Open zhenyudg opened 4 years ago
We had previously written internal software tools that operate on single-module Maven projects.
For an ICSE resubmission, how difficult would it be to support multi-module projects? I believe that @lvyiwei1 made the decision to exclude multi-module bugs, so he may have some insights here.
Um, I can only give some insight about the fitness experiment: the whole experiment pipeline is designed based on standard single-module maven project structure, so including multi-module bugs would require some serious re-working. Also, since I actually use Genprog4java's testing functionality combined with Fake-JUnit to do count passing test classes/methods/assertions, I have to figure out how to make GP4J work with multi-module projects too (the script I use to run GP4J on Bears was an adaptation of the GenProgScripts repo written by Mau years ago for D4j, which has no mult-module projects).

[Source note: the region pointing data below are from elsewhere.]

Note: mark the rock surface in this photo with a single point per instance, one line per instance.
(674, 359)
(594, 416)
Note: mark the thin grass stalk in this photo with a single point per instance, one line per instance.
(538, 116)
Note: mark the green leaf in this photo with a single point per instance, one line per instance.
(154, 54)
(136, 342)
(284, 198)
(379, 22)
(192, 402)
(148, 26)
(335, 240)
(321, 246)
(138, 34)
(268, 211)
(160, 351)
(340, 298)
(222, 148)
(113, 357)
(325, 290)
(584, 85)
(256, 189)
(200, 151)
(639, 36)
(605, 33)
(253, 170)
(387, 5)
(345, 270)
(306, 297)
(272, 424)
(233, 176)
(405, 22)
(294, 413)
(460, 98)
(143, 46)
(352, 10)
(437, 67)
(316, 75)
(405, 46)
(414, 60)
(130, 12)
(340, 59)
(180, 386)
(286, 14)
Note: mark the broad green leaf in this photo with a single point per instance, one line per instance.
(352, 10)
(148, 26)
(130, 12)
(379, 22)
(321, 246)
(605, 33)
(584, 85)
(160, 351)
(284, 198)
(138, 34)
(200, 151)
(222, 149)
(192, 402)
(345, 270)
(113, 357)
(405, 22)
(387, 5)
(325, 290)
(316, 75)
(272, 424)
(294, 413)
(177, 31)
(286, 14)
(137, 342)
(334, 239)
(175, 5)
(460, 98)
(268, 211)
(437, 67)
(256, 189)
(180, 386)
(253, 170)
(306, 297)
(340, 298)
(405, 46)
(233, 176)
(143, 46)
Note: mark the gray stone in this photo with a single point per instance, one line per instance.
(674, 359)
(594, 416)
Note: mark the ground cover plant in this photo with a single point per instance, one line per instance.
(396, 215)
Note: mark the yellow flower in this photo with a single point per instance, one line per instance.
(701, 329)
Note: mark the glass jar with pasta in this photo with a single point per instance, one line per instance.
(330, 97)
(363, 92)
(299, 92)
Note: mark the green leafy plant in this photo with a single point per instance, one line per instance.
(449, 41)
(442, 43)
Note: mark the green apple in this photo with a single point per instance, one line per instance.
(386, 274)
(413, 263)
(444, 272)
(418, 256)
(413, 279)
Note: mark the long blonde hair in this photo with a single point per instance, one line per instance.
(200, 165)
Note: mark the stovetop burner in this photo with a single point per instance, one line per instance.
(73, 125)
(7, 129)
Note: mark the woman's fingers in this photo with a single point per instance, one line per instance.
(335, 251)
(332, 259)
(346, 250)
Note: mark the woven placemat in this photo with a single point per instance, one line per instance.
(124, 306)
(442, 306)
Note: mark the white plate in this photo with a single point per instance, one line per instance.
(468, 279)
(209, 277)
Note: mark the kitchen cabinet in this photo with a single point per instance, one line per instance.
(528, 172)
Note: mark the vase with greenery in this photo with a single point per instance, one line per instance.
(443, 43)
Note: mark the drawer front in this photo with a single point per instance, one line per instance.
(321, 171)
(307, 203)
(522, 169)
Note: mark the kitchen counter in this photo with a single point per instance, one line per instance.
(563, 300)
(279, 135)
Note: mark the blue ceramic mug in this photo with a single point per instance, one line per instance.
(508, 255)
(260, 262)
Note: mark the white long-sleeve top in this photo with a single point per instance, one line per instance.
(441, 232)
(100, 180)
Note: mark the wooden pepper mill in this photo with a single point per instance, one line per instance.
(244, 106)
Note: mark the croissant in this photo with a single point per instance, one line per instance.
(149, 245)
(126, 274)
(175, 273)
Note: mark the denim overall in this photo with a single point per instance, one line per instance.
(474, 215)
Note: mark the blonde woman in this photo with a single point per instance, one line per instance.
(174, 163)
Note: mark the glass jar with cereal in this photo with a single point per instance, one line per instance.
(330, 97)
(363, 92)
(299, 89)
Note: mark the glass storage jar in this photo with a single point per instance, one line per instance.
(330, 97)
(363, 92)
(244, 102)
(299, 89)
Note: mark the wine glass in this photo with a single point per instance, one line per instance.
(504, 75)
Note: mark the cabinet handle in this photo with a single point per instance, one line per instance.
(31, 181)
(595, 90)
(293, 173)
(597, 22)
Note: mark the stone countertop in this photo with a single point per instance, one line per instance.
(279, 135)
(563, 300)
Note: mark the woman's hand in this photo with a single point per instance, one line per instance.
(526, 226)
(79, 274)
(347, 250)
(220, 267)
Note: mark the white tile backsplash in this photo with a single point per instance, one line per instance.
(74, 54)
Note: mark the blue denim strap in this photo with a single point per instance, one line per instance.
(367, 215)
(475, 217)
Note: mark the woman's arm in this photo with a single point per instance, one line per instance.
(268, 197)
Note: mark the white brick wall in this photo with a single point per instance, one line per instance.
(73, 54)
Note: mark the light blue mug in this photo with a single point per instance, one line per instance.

To include the multi-module bugs, we have 2 options: 1. make the current code work for multi-module bugs (most likely that means). This will require some serious dev work and debugging, since the current experiment pipeline contains a LOT of code and scripts reused from older repos that fits to D4J-style single-module projects. 2. Maybe we can ditch the additional modules and only do experiment on the module that contains the bug? that will also require some engineering too since the bug info that comes with the Bears Dataset applies to the whole project instead of specific modules. Also, that's assuming modules are completely independent from each other -- which may not always be the case
Okay, perhaps this language might work:
We reused code from genprog4java's text execution harness, which assumes a single-module project structure.
Some multi-module projects are removed because they are not compatible with the automation tools used in this paper. Which tools do you refer to?